Un Kei car rivisitato alla salsa americana
La Chevrolet MW è un po’ come una pizza hawaiana: a prima vista, ci si chiede cosa ci faccia lì, ma una volta che la si assaggia, non si può più farne a meno. Rifugiandomi in un parcheggio per sfuggire alla pioggia battente, sono inciampato in questa piccola meraviglia, che a prima vista sembra un qualsiasi kei car giapponese. Per i neofiti, sembra essere un semplice Suzuki Wagon R. Ma tenetevi forte, perché questo modello è stato rivalutato alla salsa americana.
Più potenza per un piccolo formato
Mentre i kei car sono limitati a 660 cm³ e 50 CV, la Chevrolet MW osa rompere queste catene con un motore di 1,3 litri che sviluppa 88 CV. È come se una piccola mosca si fosse trasformata in un drago in miniatura! Con il 38% di potenza in più rispetto al Wagon R più potente, questo piccolo bolide americano potrebbe far arrossire di invidia i suoi cugini nipponici. È l’American way of life applicato all’auto: quando si può avere di più, perché accontentarsi di meno?
Un design che non passa inosservato
Visivamente, la MW sfoggia cerchi stilizzati e un kit carrozzeria minimalista che ricorda un po’ la Toyota/Scion xB, il tutto arricchito da un impressionante alettone posteriore. Questo piccolo SUV ha il potenziale di far battere i cuori in altre regioni del mondo. Infatti, secondo alcune voci, Suzuki avrebbe prodotto questi modelli per GM in Giappone. L’idea di una versione a guida a sinistra potrebbe aver sedotto il mercato nordamericano… se solo!
Un interno pragmatico e spazioso
All’interno, la Chevrolet MW dimostra di poter essere funzionale senza sacrificare lo stile. Niente centro console ingombrante qui, solo due sedili davanti e due dietro, offrendo uno spazio che sembra sorprendentemente vasto per un veicolo così piccolo. Pensatela come il “fratellino” del vostro Silverado 3500HD Dually – la stessa filosofia di efficienza con un formato ridotto. Il mio unico rammarico? La foto dell’interno è un po’ sfocata, ma mostra chiaramente il cruscotto pulito e la leva del cambio sulla colonna, un omaggio alle auto americane tradizionali.
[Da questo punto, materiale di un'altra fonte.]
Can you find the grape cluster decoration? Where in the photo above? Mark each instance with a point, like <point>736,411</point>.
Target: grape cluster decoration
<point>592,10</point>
Una guida adatta alle sfide urbane
Con le sue dimensioni compatte e il suo peso leggero, questo modello si rivela ideale per la città. Immaginatelo zigzagare tra il traffico con la grazia di un gatto su un tetto scivoloso. Certo, il suo corto passo significa che le lunghe percorrenze in autostrada non saranno il suo forte. Ma per un rapido tragitto in città o una corsa al supermercato, eccelle con una visibilità impressionante e una capacità di carico che farebbe invidia a molte city car.
Un modello da riscoprire
Nonostante le sue apparenze eccentriche e il suo motore che non rientra nelle categorie tradizionali dei kei car, la Chevrolet MW merita di essere riscoperta. La sua presenza sul mercato giapponese per quasi cinque anni testimonia un certo interesse per questo concetto audace. In un’era in cui le piccole auto vengono spesso dimenticate a favore di SUV imponenti, questo piccolo gioiello potrebbe riaccendere la passione negli amanti dei veicoli atipici.
Quindi sì, la Chevrolet MW potrebbe non essere il re di Detroit, ma nel mondo dei kei car, potrebbe benissimo essere il principe azzurro.